The solution treats the TCP connection as a pipe and processes it in a single forward pass, never holding more than 801 bytes in RAM at once.

The firmware scans the raw SSL stream one byte at a time, searching for the literal string "httpResponseBody":". It uses a KMP-style, single-integer matcher: one variable that advances when the current byte matches the next expected character and resets when it does not. No memory is allocated, and each byte is discarded as it is read.
1static bool streamFind(WiFiClient* s, const char* marker, unsigned long deadline) {
2 int mlen = strlen(marker), match = 0;
3 while (millis() < deadline) {
4 if (!s->available()) { delay(1); continue; }
5 char c = (char)s->read();
6 match = (c == marker[match]) ? match + 1 : (c == marker[0] ? 1 : 0);
7 if (match == mlen) return true;
8 }
9 return false;
10}Base64 encodes every three bytes of binary data as four ASCII characters, packing six bits per character. The decoder accumulates six bits per call in a single integer accumulator and emits one decoded byte each time it has collected eight bits, returning it directly to the caller with no intermediate buffer and no heap allocation.
1struct B64State { int val = 0, bits = -8; };
2
3static int b64Char(char c, B64State& st) {
4 const char* p = strchr(B64T, c);
5 if (!p) return -1; // padding or whitespace
6 st.val = (st.val << 6) + (int)(p - B64T);
7 st.bits += 6;
8 if (st.bits >= 0) {
9 int byte = (st.val >> st.bits) & 0xFF;
10 st.bits -= 8;
11 return byte; // one decoded HTML byte
12 }
13 return -1; // still accumulating
14}The ESP8266 Arduino core ships a base64::encode function but no decoder. This 13-line struct replaces the missing half of the library, with the added property that it operates character by character directly off the TCP stream.
While decoding, every decoded byte is simultaneously matched against the anchor string class=h2>, which is the CSS class on Time and Date current-conditions widget. The same single-integer KMP pattern handles the search. Once the anchor matches, the firmware opens an 801-byte stack buffer and fills it with the next 800 decoded bytes, a window that contains all five weather fields: temperature, condition, feels-like, wind speed, and humidity.
1anchorMatch = (c == ANCHOR[anchorMatch]) ? anchorMatch + 1
2 : (c == ANCHOR[0]) ? 1 : 0;When the buffer is full, http.end() closes the TCP connection.
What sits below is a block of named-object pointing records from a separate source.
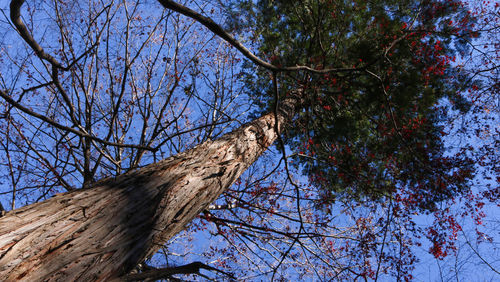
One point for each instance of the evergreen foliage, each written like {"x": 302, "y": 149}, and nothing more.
{"x": 374, "y": 127}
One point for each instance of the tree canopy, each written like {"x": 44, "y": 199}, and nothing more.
{"x": 394, "y": 118}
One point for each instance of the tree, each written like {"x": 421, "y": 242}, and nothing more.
{"x": 365, "y": 128}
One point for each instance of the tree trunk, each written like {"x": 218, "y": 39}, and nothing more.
{"x": 103, "y": 232}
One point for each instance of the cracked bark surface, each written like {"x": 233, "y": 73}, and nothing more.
{"x": 101, "y": 233}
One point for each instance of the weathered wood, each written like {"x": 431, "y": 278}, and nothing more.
{"x": 101, "y": 233}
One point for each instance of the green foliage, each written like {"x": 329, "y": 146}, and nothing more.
{"x": 374, "y": 130}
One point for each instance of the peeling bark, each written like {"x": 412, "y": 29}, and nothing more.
{"x": 101, "y": 233}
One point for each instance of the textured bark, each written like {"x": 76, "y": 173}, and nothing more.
{"x": 101, "y": 233}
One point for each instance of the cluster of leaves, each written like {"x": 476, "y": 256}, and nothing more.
{"x": 373, "y": 126}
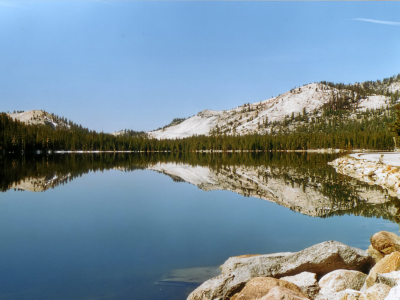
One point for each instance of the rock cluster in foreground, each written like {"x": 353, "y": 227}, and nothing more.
{"x": 326, "y": 271}
{"x": 370, "y": 172}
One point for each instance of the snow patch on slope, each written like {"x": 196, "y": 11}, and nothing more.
{"x": 373, "y": 102}
{"x": 200, "y": 124}
{"x": 395, "y": 86}
{"x": 194, "y": 175}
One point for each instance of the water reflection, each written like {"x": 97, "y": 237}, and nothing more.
{"x": 301, "y": 182}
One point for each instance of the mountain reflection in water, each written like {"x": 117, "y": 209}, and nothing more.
{"x": 302, "y": 182}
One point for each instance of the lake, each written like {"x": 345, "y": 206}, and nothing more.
{"x": 153, "y": 226}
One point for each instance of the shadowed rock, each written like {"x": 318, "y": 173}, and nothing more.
{"x": 320, "y": 259}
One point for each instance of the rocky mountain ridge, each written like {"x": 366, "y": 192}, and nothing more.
{"x": 39, "y": 117}
{"x": 261, "y": 117}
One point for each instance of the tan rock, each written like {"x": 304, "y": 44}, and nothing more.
{"x": 260, "y": 286}
{"x": 319, "y": 259}
{"x": 306, "y": 281}
{"x": 347, "y": 294}
{"x": 376, "y": 255}
{"x": 385, "y": 242}
{"x": 391, "y": 279}
{"x": 341, "y": 280}
{"x": 387, "y": 264}
{"x": 282, "y": 293}
{"x": 378, "y": 291}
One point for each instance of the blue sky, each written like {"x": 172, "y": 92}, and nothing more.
{"x": 110, "y": 65}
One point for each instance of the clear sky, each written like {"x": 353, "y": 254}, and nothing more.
{"x": 110, "y": 65}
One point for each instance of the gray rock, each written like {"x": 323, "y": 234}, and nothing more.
{"x": 391, "y": 279}
{"x": 306, "y": 281}
{"x": 394, "y": 293}
{"x": 387, "y": 264}
{"x": 320, "y": 259}
{"x": 341, "y": 280}
{"x": 378, "y": 291}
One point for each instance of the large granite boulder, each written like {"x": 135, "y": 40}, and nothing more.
{"x": 378, "y": 291}
{"x": 319, "y": 259}
{"x": 387, "y": 264}
{"x": 282, "y": 293}
{"x": 376, "y": 255}
{"x": 385, "y": 242}
{"x": 306, "y": 281}
{"x": 260, "y": 286}
{"x": 341, "y": 280}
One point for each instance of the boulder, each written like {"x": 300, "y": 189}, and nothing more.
{"x": 387, "y": 264}
{"x": 385, "y": 242}
{"x": 306, "y": 281}
{"x": 260, "y": 286}
{"x": 394, "y": 293}
{"x": 369, "y": 171}
{"x": 343, "y": 295}
{"x": 376, "y": 255}
{"x": 391, "y": 279}
{"x": 319, "y": 259}
{"x": 378, "y": 291}
{"x": 341, "y": 280}
{"x": 282, "y": 293}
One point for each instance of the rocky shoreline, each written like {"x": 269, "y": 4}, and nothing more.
{"x": 326, "y": 271}
{"x": 380, "y": 169}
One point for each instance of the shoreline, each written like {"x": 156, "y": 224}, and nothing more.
{"x": 378, "y": 168}
{"x": 326, "y": 271}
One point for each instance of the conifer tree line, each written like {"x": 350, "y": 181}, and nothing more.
{"x": 339, "y": 126}
{"x": 297, "y": 170}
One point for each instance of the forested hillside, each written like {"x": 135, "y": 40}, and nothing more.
{"x": 353, "y": 116}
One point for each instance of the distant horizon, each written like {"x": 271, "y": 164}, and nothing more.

The remaining roughly 39 KB of HTML (footer, navigation, ad scripts, everything below the weather widget) is never read from the socket at all. The OS discards the buffered TCP data. Peak extra heap across the entire fetch: 810 bytes.
Searching for the anchor string rather than jumping to a hard-coded byte offset is what makes the firmware robust across requests. Page size varies slightly between fetches due to A/B test banners and minor HTML changes; a fixed offset would drift silently and produce garbage output, while the anchor search finds the widget regardless.
With 800 bytes of null-terminated HTML in a stack buffer, parsing becomes a string-search problem. The firmware uses String::indexOf and substring to extract each field by finding the literal text immediately before and after each value, with no HTML parser, no regex engine, and no ArduinoJson in the loop.
1String html(buf);
2String tempF_s = between(html, "class=h2>", " ");
3String condStr = between(html, "</div><p>", "</p>");
4String feelsF_s = between(html, "Feels Like: ", " ");
5String windS = between(html, "Wind: ", " mph");
6String humidS = between(html, "Humidity: </th><td>", "%");Time and Date serves data in imperial units. Two one-liners handle the conversion.
1static float toC(float f) { return (f - 32.0f) * 5.0f / 9.0f; }
2static float toKmh(float m) { return m * 1.60934f; }The serial-monitor variant prints this to the console every three seconds:
1-----------------------------
2 London Weather | 2026-04-29
3-----------------------------
4 Condition : Sunny
5 Temp : 17.8 C (feels 17.8 C)
6 Humidity : 37 %
7 Wind : 20.9 km/hThe TFT variant adds a 1.8-inch ST7735 display driven over hardware Serial Peripheral Interface (SPI). A WeatherDisplay library handles all rendering:
The firmware syncs from Network Time Protocol (NTP) on startup, the ESP8266 has no on-board real-time clock, and prints the current UTC date in the header.
Wiring is minimal: CS on D8 (GPIO15), DC on D2 (GPIO4), and RST on D1 (GPIO5), with hardware SPI clock on D5 and MOSI on D7.
The backlight runs from 3.3V and stays on permanently. If colours look wrong after the first flash, swapping INITR_BLACKTAB for INITR_REDTAB or INITR_GREENTAB in setup() fixes it - the tab colour varies by display seller.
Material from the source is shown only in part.